= Free the Bears Fund =

Australian Wildlife Charity

The Free the Bears Fund (FBF) is an Australian charitable wildlife-protection organisation, started by Mary Hutton.

The FBF plans to halt the spread of bear bile farming and protect wild bears from the threat of the illegal wildlife trade. With bears in each country facing a unique set of issues that threaten their future, Free the Bears employs a range of strategies including environmental education, conservation research, and strengthened law enforcement regarding illegal farming.

== History and achievements ==
Free the Bears was initially formed as a petition group in 1993, in response to Australian Television program A Current Affair airing a segment containing footage of moon bears being regularly milked for their bile.

On 23 March 1995, Free the Bears Fund was registered as a not-for-profit charitable organization in Perth, Australia. A UK charity - Free the Bears UK (charities number 1135682) - was formed in 2010 and in 2018 the Australian charity adjusted its constitution to that of a public company limited by guarantee, collectively making up the global group Free the Bears.

The organization fought for several of the Sun bears to be brought to Australia to start a regional breeding program as Free the Bears began construction of the Cambodian Bear Sanctuary at the Phnom Tamao Wildlife Rescue Centre. This is now the world's largest sanctuary for Sun bears, educating hundreds of thousands of Cambodians about the threats facing their wild bear populations each year.

Further requests for help arrived, and Free the Bears was soon involved in projects throughout Southeast Asia and further afield. Free the Bears joined Wildlife SOS and International Animal Rescue in an attempt to rescue India's "dancing" bears. The first group of 25 rescued bears entered the Agra Bear Rescue Facility on Christmas Eve, 2002. Over the next seven years, Free the Bears provided seed money for more than 500 families to abandon the practice of "dancing" bears and adopt new sustainable livelihoods.

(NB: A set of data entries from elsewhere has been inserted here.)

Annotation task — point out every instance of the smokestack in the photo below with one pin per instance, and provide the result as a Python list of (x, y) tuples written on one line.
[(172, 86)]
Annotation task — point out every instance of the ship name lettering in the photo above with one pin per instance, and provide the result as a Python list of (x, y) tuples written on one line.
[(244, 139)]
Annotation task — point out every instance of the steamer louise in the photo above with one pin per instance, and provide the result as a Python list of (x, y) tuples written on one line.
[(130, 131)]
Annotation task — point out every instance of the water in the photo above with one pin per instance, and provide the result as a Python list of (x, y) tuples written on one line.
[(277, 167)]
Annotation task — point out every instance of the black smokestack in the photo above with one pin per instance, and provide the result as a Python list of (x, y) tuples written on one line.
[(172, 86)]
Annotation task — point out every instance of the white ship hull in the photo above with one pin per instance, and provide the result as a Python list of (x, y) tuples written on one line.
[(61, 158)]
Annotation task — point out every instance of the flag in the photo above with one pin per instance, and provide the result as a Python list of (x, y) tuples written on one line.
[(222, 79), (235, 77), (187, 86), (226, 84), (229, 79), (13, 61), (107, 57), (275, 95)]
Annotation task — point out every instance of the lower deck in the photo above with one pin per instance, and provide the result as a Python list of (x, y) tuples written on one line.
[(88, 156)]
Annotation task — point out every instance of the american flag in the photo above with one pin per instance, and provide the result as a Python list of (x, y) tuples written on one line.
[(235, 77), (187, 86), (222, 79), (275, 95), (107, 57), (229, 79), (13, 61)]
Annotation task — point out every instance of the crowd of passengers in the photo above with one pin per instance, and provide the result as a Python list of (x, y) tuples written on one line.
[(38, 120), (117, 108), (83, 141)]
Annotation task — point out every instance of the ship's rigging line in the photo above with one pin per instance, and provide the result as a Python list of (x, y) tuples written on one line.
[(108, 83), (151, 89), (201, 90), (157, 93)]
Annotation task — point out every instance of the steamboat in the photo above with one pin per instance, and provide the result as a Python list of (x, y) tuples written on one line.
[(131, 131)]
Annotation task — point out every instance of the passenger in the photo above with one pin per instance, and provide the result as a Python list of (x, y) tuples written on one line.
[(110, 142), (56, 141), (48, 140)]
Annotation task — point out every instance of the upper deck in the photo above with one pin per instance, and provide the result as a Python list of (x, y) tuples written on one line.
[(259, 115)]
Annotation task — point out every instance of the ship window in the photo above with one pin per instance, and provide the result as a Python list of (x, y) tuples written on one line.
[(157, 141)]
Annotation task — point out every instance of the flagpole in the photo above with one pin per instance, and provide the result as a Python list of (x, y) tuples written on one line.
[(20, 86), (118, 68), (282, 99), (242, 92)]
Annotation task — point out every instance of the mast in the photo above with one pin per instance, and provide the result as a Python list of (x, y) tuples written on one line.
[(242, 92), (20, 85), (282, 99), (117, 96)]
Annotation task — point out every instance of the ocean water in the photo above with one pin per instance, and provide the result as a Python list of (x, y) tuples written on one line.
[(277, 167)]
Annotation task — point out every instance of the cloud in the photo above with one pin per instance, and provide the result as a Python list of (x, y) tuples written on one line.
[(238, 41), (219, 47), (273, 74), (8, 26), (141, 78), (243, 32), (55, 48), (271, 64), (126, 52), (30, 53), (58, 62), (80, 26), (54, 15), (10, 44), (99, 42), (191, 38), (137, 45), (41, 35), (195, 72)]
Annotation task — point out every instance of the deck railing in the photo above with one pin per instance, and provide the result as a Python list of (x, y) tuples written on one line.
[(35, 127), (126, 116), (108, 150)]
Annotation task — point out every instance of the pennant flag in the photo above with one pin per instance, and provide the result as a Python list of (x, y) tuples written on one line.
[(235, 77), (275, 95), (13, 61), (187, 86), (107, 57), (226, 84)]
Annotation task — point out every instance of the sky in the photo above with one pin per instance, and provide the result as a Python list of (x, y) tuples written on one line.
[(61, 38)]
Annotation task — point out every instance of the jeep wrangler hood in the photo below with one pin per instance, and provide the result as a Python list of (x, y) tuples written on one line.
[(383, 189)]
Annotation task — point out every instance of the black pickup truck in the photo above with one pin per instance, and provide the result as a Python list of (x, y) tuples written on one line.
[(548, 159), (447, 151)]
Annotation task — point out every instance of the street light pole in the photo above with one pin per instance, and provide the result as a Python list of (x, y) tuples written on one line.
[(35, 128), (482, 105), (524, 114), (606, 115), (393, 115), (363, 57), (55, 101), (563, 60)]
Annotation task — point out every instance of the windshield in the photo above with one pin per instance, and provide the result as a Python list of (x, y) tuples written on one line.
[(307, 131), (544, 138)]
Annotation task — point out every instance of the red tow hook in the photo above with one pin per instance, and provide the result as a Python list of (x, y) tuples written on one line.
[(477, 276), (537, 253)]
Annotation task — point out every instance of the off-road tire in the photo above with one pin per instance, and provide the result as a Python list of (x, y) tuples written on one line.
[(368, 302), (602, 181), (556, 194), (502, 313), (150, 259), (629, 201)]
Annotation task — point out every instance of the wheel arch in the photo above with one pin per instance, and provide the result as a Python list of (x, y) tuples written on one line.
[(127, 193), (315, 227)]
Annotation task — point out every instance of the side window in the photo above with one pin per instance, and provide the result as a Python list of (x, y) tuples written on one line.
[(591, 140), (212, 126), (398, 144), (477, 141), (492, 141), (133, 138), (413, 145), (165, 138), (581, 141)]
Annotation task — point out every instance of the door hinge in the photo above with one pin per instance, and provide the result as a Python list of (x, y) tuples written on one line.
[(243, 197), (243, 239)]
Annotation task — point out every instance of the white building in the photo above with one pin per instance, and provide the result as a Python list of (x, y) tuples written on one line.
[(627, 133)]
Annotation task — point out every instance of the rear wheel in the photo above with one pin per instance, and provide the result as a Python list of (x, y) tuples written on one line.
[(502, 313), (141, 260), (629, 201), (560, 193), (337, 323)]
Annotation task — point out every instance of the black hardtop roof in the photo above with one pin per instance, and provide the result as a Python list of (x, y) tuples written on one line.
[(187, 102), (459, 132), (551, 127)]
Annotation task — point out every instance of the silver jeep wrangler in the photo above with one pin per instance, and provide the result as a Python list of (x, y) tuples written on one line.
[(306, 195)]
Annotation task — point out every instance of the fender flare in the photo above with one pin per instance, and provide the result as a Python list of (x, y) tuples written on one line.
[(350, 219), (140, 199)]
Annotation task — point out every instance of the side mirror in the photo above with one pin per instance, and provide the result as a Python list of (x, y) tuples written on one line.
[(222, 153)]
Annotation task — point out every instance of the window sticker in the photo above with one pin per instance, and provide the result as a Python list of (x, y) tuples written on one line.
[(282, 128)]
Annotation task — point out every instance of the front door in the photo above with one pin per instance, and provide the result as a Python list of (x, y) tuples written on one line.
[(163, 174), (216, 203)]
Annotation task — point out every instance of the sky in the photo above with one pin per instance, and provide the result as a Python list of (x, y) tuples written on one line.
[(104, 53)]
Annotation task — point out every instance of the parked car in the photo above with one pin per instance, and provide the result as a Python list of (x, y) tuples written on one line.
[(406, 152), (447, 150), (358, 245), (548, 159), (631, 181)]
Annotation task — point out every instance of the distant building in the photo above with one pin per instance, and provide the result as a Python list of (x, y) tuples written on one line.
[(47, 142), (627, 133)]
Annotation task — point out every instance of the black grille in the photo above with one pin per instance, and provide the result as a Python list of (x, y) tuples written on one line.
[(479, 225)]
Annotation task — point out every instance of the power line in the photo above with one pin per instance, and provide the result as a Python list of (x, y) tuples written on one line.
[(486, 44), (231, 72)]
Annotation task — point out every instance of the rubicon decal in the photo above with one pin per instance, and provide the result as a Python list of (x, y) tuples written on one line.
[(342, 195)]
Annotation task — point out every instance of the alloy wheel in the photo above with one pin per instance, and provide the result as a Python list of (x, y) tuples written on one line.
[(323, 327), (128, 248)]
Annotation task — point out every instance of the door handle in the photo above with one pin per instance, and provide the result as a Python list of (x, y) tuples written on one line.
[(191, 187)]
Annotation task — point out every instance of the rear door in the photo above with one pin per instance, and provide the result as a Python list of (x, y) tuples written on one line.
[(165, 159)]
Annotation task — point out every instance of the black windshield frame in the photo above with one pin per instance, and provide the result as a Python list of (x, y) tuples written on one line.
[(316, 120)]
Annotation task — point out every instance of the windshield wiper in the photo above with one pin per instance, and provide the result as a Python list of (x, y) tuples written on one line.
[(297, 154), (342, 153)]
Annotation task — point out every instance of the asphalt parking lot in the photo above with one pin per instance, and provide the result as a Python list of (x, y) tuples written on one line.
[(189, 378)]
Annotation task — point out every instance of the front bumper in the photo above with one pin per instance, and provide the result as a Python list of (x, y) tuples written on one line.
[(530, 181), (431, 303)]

Less than seven years after the first "dancing" bears were rescued, the last of India's "dancing" bears were handed over to the sanctuary.

The Free the Bears supports animal welfare projects in Cambodia, India, Indonesia, Laos, Thailand and Vietnam, working with rescued and confiscated Asian black bear (Ursus thibetanus), sun bear (Helarctos malayanus), and sloth bear (Melursus ursinus). A sister charity, Free the Bears UK was established in the United Kingdom in 2010.